Monday, March 4, 2013
What is Statistical Significance?
We often hear the term statistically significant in reference to scientific studies. What does it mean and why does it matter?
In life, in nature, in the world, almost everything varies: the heights of trees outside your window, your temperature and blood pressure, your heating bill, the shoe sizes of all your friends, the rate at which the plants in your garden grow. Even in finely tooled machine parts, precision is a matter of how closely you care to measure.
Variation is everywhere, but we take it for granted. It’s not until things start repeating that we question. If trees are exactly the same height, we suspect that we are looking at a cartoon or drawing, not a true picture of nature. If you meet someone with the same birthday as you, it’s unexpected. If your electric usage is exactly the same month after month, it seems suspicious. I’m sure you can think of many other examples. Variation is natural and expected.
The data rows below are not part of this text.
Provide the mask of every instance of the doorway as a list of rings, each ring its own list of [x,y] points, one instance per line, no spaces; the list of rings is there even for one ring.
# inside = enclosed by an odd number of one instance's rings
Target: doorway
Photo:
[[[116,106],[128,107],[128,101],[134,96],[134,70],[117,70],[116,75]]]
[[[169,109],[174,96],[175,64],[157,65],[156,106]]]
When scientists develop a new treatment, whether it be a drug or anything else, they want to know if it works, that is, if it produces the effect they are looking for. They treat one group and compare the results to a second, untreated group. If the treated group does better, they want to believe that the treatment works, but they know that everything varies. There are subjects (patients, crops, or white mice) in the treated group that improve a lot, some that improve a little and some that may not change. There are subjects in the control group that improve, despite the fact that they were not treated. Comparing the two groups, they may find quite a bit of overlap where a few untreated individuals do better than a few treated ones.
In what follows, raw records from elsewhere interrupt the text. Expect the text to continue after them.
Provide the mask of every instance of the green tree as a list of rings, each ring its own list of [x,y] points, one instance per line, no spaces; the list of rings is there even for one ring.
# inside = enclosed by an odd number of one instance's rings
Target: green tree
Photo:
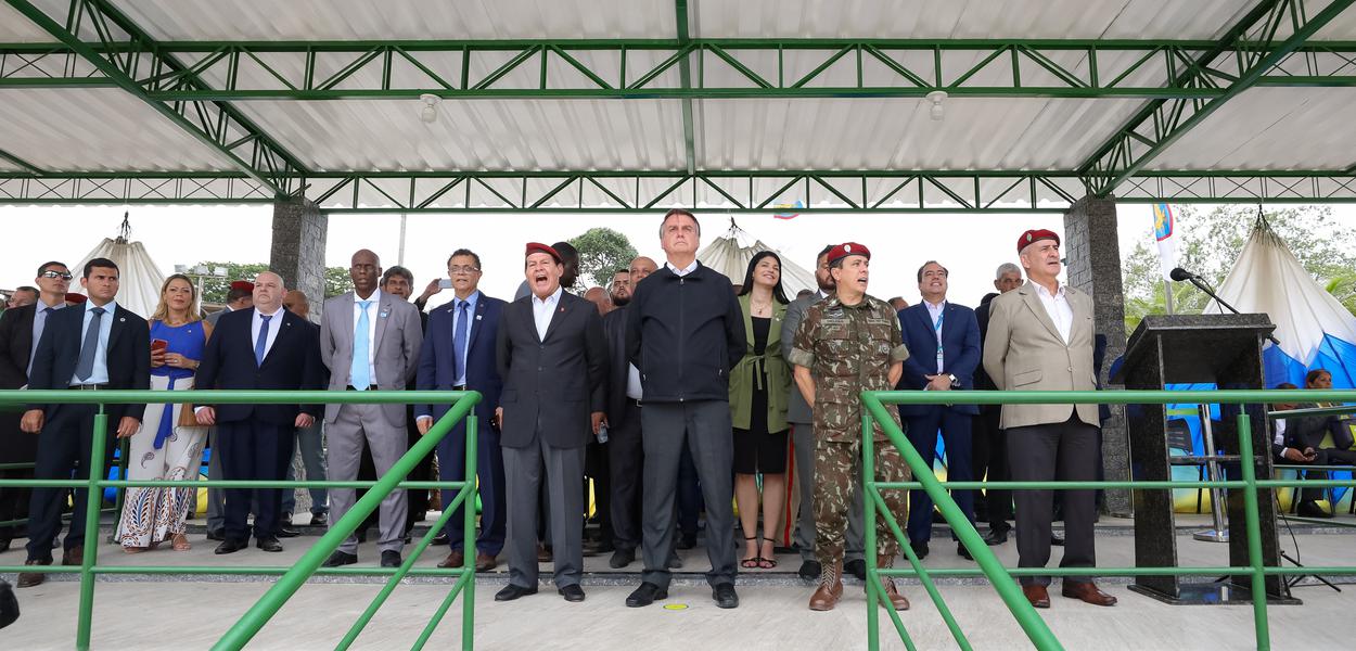
[[[1203,212],[1173,206],[1177,216],[1177,266],[1189,269],[1219,286],[1238,260],[1253,225],[1254,206],[1219,206]],[[1356,233],[1344,229],[1326,206],[1299,206],[1265,213],[1272,231],[1290,247],[1304,270],[1348,309],[1356,308]],[[1139,244],[1121,258],[1125,294],[1125,332],[1139,326],[1144,315],[1162,315],[1165,288],[1153,244],[1153,225],[1143,228]],[[1173,311],[1199,313],[1210,298],[1189,283],[1170,283]]]
[[[631,240],[610,228],[590,228],[570,240],[570,244],[579,250],[578,292],[595,285],[606,288],[612,282],[612,274],[625,269],[636,258],[636,247],[631,245]]]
The question to answer is: Has there been enough improvement overall in the treated group to attribute it to the treatment, or could it be the result of natural variation? Has variation of individuals tricked them into seeing a favorable, but false effect? In fact there is no way to know for sure. They can only judge if the probability of such variation is very low, low enough to make them confident that the treatment is working. They use statistics to calculate that probability, and if it’s low enough, they call the result statistically significant. That means they are confident, but never absolutely certain.
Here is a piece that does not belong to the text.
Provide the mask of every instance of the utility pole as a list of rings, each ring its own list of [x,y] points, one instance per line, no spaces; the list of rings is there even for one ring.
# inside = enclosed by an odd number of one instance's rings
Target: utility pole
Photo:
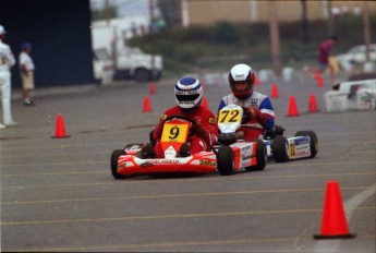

This explains how two studies of the same drug, herb, food or fertilizer can produce different results. It explains such things as the recent reversal on the benefits of calcium and vitamin D supplements for post-menopausal women and that cranberry juice "does not appear to have significant benefits" in preventing urinary tract infections. Try as they might to eliminate or account for all the causes of variation, the result is never perfect. Variation is everywhere. Greater confidence requires multiple tests that may confirm or may contradict prior results. Variation makes certainty unachievable.